(Invited) Structure and Stability of Pt-Y Alloy Particles for Oxygen Reduction Studied by Electron Microscopy

Tuesday, 26 May 2015: 10:00
Boulevard Room C (Hilton Chicago)
D. Deiana (Technical University of Denmark), J. B. Wagner (Center for Electron Nanoscopy, DTU), and T. W. Hansen (Technical University of Denmark)
Nanostructured catalysts play an increasingly large role in contemporary society and understanding their behavior in their working state has been primary area of focus for many research groups over the past decades. With dwindling supplies of the precious metals often used in these catalysts, their effective use becomes increasingly important. Recent developments in electron microscopy as well as computational modelling now allow us to gain new insight into the structure and stability of these catalysts in an environment resembling their working conditions. Such insights will enable scientists to effectively synthesize stable nanostructures with an increased performance and lifetime.

For heterogeneous catalysts in the form of supported metal nanoparticles, surfaces play a crucial role. This is valid for both electrocatalysts as well as traditional heterogeneous catalysts. Reactions take place on the surfaces exposed to the reactants while the interface between the nanoparticles and the support maintains the high dispersion by preventing them from sintering. Studying such systems using state-of-the-art electron microscopy techniques can provide new knowledge of their working state and what processes govern their performance and stability.

Aberration corrected transmission electron microscopy (TEM) and scanning transmission electron microscopy (STEM) combined with energy dispersive X-ray spectroscopy (EDS) can help unravel the structure of alloy materials.

Specifically, PtxY and PtxGd alloy nanoparticles were studied. These catalysts are used for the oxygen reduction reaction (ORR) and show an activity which is more than 5 times higher compared to the best commercial Pt-based catalyst. Furthermore, these catalysts both retain more than 60% of their activity after accelerated aging tests. The electron microscopy investigations reveal the elemental distribution within the nanoparticles showing a core-shell type structure after ORR treatment. Figure 1 shows high angle annular dark field scanning transmission electron microscopy (HAADF-STEM) images of platinum-yttrium nanoparticles in the form of core-shell structures. A core-shell structure is formed after the ORR chemical treatment, with an alloyed core embedded in a 1nm Pt-rich shell, due to the segregation of the Y from the first few atomic layers of the particle and its dissolution into the electrolyte. The Pt-rich shell prevents further dissolution of the rare earth metal protecting the alloyed core.

Using Density Functional Theory (DFT), Pt-Hg and Pd-Hg were identified as promising candidates for the electrochemical production of hydrogen peroxide H2O2. The active surface was predicted to consist of reactive Pt or Pd atoms surrounded by more inert Hg atoms. Electrochemical measurements on the two catalysts have shown a performance exceeding the current state-of-the-art. Using Electron microscopy the structure and composition of the nanoparticle alloys has been determined and it confirms the theoretical predictions. In Pt-Hg nanoparticles, EDS studies has indicated the presence of both elements on single particles, although high-resolution imaging has shown particles where pure Pt was the only matching structure.
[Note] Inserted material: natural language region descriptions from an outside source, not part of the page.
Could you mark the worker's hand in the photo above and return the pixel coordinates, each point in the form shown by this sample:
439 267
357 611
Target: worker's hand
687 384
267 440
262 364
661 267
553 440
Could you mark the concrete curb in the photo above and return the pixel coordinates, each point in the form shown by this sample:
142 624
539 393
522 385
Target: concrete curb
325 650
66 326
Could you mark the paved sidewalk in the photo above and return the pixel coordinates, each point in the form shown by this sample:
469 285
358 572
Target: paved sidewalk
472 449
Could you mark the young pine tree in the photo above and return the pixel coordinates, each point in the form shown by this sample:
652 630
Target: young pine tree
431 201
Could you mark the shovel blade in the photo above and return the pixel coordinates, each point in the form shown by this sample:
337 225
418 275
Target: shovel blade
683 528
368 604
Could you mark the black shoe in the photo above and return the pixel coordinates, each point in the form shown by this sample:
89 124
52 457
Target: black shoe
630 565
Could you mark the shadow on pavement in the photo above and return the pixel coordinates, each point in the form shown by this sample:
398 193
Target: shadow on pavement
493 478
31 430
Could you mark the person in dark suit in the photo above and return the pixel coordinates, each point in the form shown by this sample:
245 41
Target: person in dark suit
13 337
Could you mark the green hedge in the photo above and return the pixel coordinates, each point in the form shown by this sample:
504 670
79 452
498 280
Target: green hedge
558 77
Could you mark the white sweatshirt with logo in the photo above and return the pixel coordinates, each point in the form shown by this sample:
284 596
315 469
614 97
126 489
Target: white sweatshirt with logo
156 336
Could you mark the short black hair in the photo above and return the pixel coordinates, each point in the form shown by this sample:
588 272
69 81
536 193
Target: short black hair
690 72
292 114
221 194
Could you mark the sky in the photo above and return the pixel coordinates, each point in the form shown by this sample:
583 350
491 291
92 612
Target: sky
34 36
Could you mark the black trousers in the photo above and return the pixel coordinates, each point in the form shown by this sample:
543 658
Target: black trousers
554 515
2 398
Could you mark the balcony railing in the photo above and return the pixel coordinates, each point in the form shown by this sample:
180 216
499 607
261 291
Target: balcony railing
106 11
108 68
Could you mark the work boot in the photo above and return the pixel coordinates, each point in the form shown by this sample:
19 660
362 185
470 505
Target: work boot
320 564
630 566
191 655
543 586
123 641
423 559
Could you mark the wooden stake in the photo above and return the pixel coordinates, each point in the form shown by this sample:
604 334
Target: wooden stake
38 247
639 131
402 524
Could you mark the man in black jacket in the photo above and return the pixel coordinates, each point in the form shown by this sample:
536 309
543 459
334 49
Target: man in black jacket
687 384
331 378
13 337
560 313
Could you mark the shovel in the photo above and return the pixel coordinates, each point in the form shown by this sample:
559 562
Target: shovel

In the case of Pd-Hg, a core-shell structure was found, with a pure Pd core and a Pd-Hg shell. Through atomic resolution STEM, the structure of the alloy in the shell of different particles was revealed, showing the formation of an ordered alloy structure.

Studying deactivation mechanisms is an important discipline in catalysis. Environmental transmission electron microscopy (ETEM) provides a unique platform where catalysts can be studied in situ in a reactive environment. Using ETEM, the structure and morphology of catalysts and how the structures behave during deactivation can be investigated in an environment resembling that in a catalytic reactor in real time.

Here the sintering of nanoparticles were studied. Model catalytic systems consisting of supported nickel, palladium, gold and platinum nanoparticles were studied in situ in the microscope and time-lapsed image sequences recorded. Analysis of these image sequences reveal that both particle migration and Ostwald ripening can take place. These studies reveal the underlying mechanisms governing the sintering process. The technique was also used to study the activation and deactivation processes of Ni-YSZ cermets used in solid oxide fuel cells where we have shown the reduction of single crystalline NiO to metallic Ni followed by the reoxidation to polycrystalline NiO.

Electron microscopy provides a versatile platform for investigations of catalysts. Using various EM techniques, new insight into the active phase and deactivation processes of catalysts can be obtained.